The Evangelicals in some ways won much of the culture, but because they were a movement birthed in revolt against the institutional structures of ‘Christendom’, they tended to disregard the need to control or substantively reform the structures of society, seeing this as superfluous and perhaps even harmful to their project of societal transformation. What mattered was the heart and the Christendom model, wherein the institutional structures of society were under the control of the church, had mostly failed in their estimation to bring about real social and personal reform. Consequently the institutional structures of society, such as the arts, media, universities, and government among other things, which for a long time maintained their ‘Christian’ character as a hold-over of the Christendom ideal, eventually were taken captive by antichristian forces.
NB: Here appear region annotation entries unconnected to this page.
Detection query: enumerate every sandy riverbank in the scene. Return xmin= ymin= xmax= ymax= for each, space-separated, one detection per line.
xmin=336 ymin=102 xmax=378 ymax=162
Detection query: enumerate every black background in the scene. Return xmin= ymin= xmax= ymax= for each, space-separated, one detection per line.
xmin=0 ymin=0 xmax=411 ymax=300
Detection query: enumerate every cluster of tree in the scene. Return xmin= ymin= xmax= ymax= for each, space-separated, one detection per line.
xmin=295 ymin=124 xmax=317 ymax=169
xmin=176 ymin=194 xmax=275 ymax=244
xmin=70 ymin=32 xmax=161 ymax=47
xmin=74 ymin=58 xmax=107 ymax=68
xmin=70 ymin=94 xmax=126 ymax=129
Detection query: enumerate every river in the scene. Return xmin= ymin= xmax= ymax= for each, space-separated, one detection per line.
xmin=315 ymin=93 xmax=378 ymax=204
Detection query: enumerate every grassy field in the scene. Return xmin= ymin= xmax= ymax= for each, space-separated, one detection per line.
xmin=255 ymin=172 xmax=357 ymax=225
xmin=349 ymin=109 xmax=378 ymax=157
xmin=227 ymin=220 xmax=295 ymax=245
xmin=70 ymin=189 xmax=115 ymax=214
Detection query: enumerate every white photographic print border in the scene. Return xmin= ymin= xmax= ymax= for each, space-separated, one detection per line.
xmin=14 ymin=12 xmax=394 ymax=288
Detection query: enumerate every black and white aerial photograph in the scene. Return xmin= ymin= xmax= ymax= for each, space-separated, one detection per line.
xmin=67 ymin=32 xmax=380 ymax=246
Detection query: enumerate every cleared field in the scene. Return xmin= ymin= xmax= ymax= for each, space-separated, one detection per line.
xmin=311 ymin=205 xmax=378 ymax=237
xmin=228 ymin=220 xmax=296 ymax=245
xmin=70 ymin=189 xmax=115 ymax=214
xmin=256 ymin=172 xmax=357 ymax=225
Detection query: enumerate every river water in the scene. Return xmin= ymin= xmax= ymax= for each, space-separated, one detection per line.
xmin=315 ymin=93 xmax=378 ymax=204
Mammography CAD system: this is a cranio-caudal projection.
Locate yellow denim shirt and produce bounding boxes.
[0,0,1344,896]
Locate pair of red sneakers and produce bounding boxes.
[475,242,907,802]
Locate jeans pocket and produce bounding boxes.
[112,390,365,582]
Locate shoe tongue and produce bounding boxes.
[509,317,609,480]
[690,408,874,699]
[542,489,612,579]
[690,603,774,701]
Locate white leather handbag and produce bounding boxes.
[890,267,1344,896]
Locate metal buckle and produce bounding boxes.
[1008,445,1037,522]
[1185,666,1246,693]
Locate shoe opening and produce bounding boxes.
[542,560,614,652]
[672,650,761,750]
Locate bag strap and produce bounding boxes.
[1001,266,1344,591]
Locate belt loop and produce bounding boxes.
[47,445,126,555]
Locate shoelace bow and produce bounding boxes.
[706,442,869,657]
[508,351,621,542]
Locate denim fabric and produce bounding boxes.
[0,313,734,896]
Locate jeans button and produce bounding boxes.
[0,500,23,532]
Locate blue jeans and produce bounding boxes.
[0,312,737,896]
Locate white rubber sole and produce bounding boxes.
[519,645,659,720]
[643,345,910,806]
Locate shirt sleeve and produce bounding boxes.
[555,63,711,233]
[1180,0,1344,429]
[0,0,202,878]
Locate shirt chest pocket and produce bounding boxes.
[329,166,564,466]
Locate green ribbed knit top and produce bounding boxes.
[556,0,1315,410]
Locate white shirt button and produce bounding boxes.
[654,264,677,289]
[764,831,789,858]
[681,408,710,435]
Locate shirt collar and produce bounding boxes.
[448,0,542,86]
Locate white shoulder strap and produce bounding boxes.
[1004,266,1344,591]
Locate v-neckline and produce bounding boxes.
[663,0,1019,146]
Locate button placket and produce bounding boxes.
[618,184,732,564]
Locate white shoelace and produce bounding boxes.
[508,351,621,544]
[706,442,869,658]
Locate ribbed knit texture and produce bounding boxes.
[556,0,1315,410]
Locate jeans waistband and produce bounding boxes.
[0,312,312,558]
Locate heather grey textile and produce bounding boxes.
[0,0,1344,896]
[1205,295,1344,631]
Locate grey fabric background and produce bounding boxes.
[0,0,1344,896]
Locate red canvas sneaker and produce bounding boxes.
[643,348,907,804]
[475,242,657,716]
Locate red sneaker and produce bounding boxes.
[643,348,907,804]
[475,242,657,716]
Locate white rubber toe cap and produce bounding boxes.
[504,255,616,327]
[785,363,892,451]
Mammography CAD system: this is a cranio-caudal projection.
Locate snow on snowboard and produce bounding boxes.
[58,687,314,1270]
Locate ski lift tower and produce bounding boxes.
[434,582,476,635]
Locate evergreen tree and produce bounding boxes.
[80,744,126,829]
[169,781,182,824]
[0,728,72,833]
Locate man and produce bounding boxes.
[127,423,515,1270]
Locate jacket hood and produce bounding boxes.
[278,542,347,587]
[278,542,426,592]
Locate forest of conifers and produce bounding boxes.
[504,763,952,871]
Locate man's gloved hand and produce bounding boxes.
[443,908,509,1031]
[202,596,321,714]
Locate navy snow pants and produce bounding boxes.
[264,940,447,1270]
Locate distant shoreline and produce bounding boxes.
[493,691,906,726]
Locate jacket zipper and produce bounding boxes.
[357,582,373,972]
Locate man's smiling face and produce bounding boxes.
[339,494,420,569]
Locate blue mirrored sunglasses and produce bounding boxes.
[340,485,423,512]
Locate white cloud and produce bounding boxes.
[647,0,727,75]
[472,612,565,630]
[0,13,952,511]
Over time Evangelicals, both of the liberal and conservative stripe, mostly ignored these institutions. The liberals did not generally see them as a threat and even applauded at times as they were subverted, seeing in their evolution away from ‘Christendom’ something to be celebrated; a further liberation from the old prejudices and inadequacies of the past. The conservatives mostly saw them as irredeemably corrupt and thus avoid entering them altogether, while occasionally using their declining social influence to rail against this or that excess. The commanding heights of the culture were thus secured by the non-Christian and anti-Christian heirs of the Enlightenment; it was only a matter of time before the rest of society would fall.